Jolene Unsoeld, 1931 – 2021

Author: Jed Williamson and Terres Unsoeld. Climb Year: 2021. Publication Year: 2022.

image_1Former congresswoman, mountain climber, and lifelong adventurer Jolene Unsoeld began climbing with the Mazamas in 1949, her first ascent being the south side of Mt. Hood in logging boots with caulked soles. In the summer of 1950, after her first year at Oregon State College, she did the WyEast route on Mt. Hood and then climbed Mt. Shuksan. She met her future husband, Willi Unsoeld, that fall at OSC; she always said that he had fallen in love with her GI mountain pants, she with his Aladdin mountain stove—as well as his storytelling around the campfire. They got engaged on the top of Mt. Saint Helens.

Their first summer together as a married couple in 1951 was in the Grand Tetons, where Willi was hired as a guide. Thereafter, she got to climb every other summer, between each new baby that came along. Her climbs included the first ascent of the Direct North Face of the Grand in 1955.

The “fierce intimacy of marriage,” as Jolene put it, and family life were of utmost importance to the parents of Regon, Devi, Krag, and Terres. They were able to manage through long separations, including Willi’s expeditions. But the three years of Peace Corps in Nepal, where Willi was assigned as deputy director, were for Jolene an “ideal match for Bill and me: adventure, service, and full involvement of the whole family,” as she wrote in her memoir, Wild Adventures We Have Known, published in 2016. Jolene flourished: raising four kids in a foreign land, teaching English, and working to help local Nepali women.

When the family returned to the United States, they lived first in Andover, Massachusetts, where Willi was deputy director of Outward Bound. In 1970, the Unsoelds returned to the Pacific Northwest, where Willi became a founding faculty member of Evergreen State College. Jolene joined the local chapter of the League of Women Voters and the Coalition for Open Government. She registered herself as a lobbyist, occupation: “Professional meddler, unpaid.” 

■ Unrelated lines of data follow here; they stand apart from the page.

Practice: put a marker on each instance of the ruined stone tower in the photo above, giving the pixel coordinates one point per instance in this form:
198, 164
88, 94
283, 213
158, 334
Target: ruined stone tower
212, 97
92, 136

The following years included the death of daughter Nanda Devi in 1976, when she fell ill on the mountain she was named for, and Willi’s death in an avalanche, with that of a student, Janie Diepenbrock, while leading an Evergreen college group in 1979 on Mt. Rainier. 

Jolene became a spokesperson for the value of risk. In 1979, just four months after losing Willi, she was the keynote speaker at the annual conference of Association for Experiential Education. She spoke of her losses but also of the importance and understanding of why we take risks. She elaborated on the topic again as keynote at the annual Wilderness Risk Managers Conference (WRMC) in 1994. “I understand our need to avoid the inevitable moment that comes to us all—death,” she said. “But to control death is to control the life—and that's a kind of life Bill and I would not have wanted to live.”  

Jolene was elected to Congress from Washington state and served from 1989 to 1995. As a congressperson, she was an early progressive, backing environmental and feminist causes and pushing for government transparency.

From the 1990s to 2017, in addition to writing two autobiographies, Jolene would go on two-week adventures each year with her daughter Terres. Her last climb was an ascent of Kilimanjaro with Terres in 1995.

Let us conclude with more of Jolene’s own words, from her speech at WRMC: “When tragedy strikes, we can’t just sit around and feel sorry for ourselves. We have to rise up and make something of our life—for no other reason than to keep ourselves from drowning in grief—but for a very much better reason of trying to make the world a better place—so when it is our turn to go, we can rest easy—knowing that somehow, in our own little way, we made a difference…. I cannot say I know what wild adventure awaits us on the other side. But I am open to all possibilities.”